Per creare un negozio di questo tipo bisogna scegliere un percorso sensoriale ben definito, selezionare il target cliente, individuare uno o più stili di vita da proporre, acquisire una identità forte e comunicarla con coerenza in tutti i dettagli (personale, packaging, immagine, servizi, ecc.). Servono scelte coraggiose, coerenza d’immagine e molta creatività. La differenza non è determinata dall’offerta: possiamo trovare prodotti di un unico marchio o tipologia merceologica, punti vendita iper-specializzati, come un ristorante, una libreria a tema.
Il concept store è un luogo di sperimentazione dove si possono fondere stili e prodotti, servizi ed eventi che altrove potrebbero non essere compatibili. I punti strategici sono l’ambientazione, l’idea ed il tema scelto. Il suo punto innovativo rispetto ad altre forme distributive è la centralità dell’atmosfera, la messa in scena del prodotto, la spettacolarizzazione della merce. L’ambiente negozio prevale sul prodotto, per estremizzare. Si ricerca, pertanto, attraverso una ricerca accurata di luci, colori, musiche, profumi e sapori (in qualche caso) di stimolare tutti i sensi. Il concept store appartiene all’era del marketing esperienziale.

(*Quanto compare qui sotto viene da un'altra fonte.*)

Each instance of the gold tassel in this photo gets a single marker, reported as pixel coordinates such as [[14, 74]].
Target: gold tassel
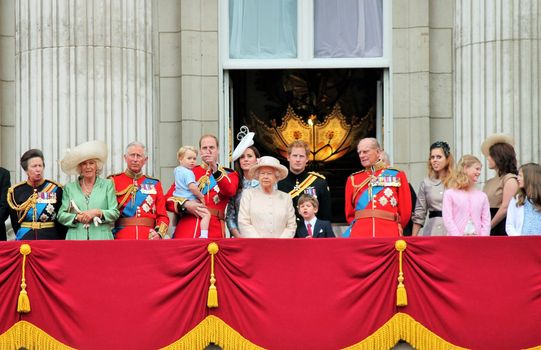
[[23, 305], [401, 295], [212, 300]]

Diversamente da un centro commerciale qualsiasi, dove i punti strategici e attrattivi per il cliente sono il prezzo, l’assortimento, profondità e posizionamento, nel concept conta l’atmosfera o la storia che esso racconta. Questo perché, come già detto, ciò che si vende è l’esperienza che il cliente può portarsi a casa con ciò che acquista, e non solo la merce.
Ha l’obiettivo di intrattenere a lungo il cliente all’interno del punto vendita, con grande cura del dettaglio e un’offerta articolata. Esso risponde bene all’esigenza di concentrare e soddisfare contemporaneamente e in un unico spazio più bisogni. Il tempo libero è poco per tutti, così nello shopping si cerca divertimento od intrattenimento, momenti di benessere, relazioni, informazioni. Se fare acquisti diventa sempre più complicato, anche vendere diventa difficile ed è necessario sedurre i clienti con stimoli cognitivi ed affettivi. Oggi, soprattutto grazie a questi punti vendita, si tende a parlare di “consum-attore” e non più di consumatore passivo incantato dalla pubblicità.
Il punto vendita diventa il miglior veicolo di comunicazione che può essere usato da parte dell’azienda, la quale mettendo in scena la filosofia del proprio marchio, cerca di conquistare un consumatore sempre più ‘infedele’ ed annoiato dalla pubblicità.
Il punto vendita si trasforma da luogo d’acquisto (point of purchase) a luogo di relazione o intrattenimento (point of permanence). Esso diventa un playground teso a rafforzare la relazione tra brand e consumatori e soprattutto a espandere l’audience dell’offerta.